Hi everyone,

Life has been good to me so far and I was doing so well, unfortunately things unexpected happened and I'm back to square one like two years ago.

Kids' grandfather (my ex's dad) has been taken seriously ill to hospital and the outcome is bleak. My ex sisters in law couldn't get hold of ex so they asked me to help (had to call OW). Went to see him to say my farewell in hospital but this is triggering a lot of emotions:

A) I still love ex and want him back ( but this will never happen)

B) it brings me back to when his mother died and it brings back all the things ex said about me to everyone for not supporting him (reminder: my dad had been diagnosed with Laekemia two months earlier and was in sterile room in hospital, my eldest was 19 months and had a newborn of 6 weeks). So I feel really low as I believed that if I had done things differently I might have been able to save my marriage.

C) I'm jealous as OW is the one supporting him and I'm not given a chance to do that and rectify what I did wrong when his mum died.

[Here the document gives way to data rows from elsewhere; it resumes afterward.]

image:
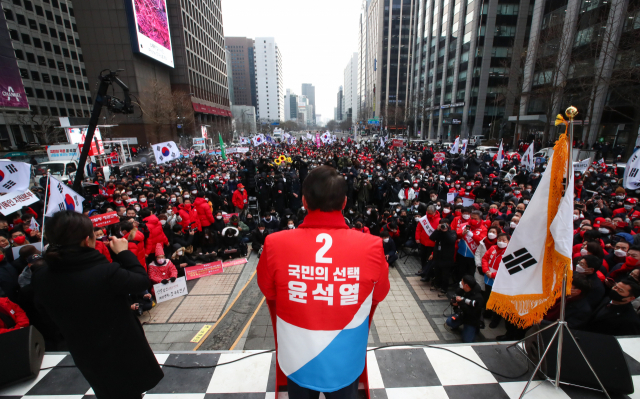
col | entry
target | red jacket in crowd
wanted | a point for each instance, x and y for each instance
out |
(421, 235)
(239, 198)
(156, 234)
(189, 214)
(205, 215)
(13, 311)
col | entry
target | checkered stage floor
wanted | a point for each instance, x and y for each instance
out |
(394, 373)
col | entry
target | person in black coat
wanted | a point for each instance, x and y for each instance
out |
(105, 338)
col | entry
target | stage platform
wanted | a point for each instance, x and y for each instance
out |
(394, 373)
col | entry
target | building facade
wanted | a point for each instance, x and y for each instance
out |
(243, 64)
(465, 54)
(47, 46)
(269, 82)
(351, 88)
(309, 90)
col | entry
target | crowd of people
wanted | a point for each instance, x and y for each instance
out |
(204, 208)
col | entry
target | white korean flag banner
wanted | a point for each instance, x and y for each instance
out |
(258, 139)
(454, 147)
(14, 176)
(500, 155)
(527, 159)
(463, 147)
(582, 166)
(62, 198)
(166, 152)
(631, 177)
(529, 278)
(424, 222)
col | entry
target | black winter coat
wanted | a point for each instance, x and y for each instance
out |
(88, 299)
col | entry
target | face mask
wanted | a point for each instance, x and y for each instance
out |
(620, 253)
(615, 296)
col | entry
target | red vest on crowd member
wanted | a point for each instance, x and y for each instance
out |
(322, 282)
(156, 234)
(204, 212)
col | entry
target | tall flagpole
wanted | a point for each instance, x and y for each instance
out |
(44, 214)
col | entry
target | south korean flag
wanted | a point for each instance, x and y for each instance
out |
(62, 198)
(14, 176)
(165, 152)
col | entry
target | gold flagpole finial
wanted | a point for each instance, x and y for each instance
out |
(571, 112)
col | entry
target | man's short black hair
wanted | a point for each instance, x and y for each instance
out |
(324, 189)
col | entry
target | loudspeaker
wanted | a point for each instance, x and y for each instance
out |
(603, 352)
(22, 352)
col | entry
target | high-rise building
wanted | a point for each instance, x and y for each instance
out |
(351, 88)
(177, 73)
(290, 106)
(461, 67)
(309, 90)
(340, 105)
(244, 74)
(230, 77)
(46, 47)
(269, 83)
(385, 31)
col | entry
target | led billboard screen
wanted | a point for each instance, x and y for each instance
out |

D) My divorce went to court and in 6 weeeks I can apply to make it final. I'm regretting filing. When I did it it was the right thing to do as I couldn't live in limbo and I didn't want my kids to be brought up believing that it's ok to STILL be married but living with someone else.

E) I'm lonely (even if I go out a lot) as I come home to no one to talk to about my day, to cuddle to. I have given up on online dating as it's not for me (I don't like it).

So as you can see I'm pretty low. Rang my family for support and was told why was I crying for over my ex FIL. This man has been part of my life for 12 years ,and even if his son (ex) is who he is, because of what and how he treated my MIL had an impact on ex interaction with women, I still love him as he is part of my family.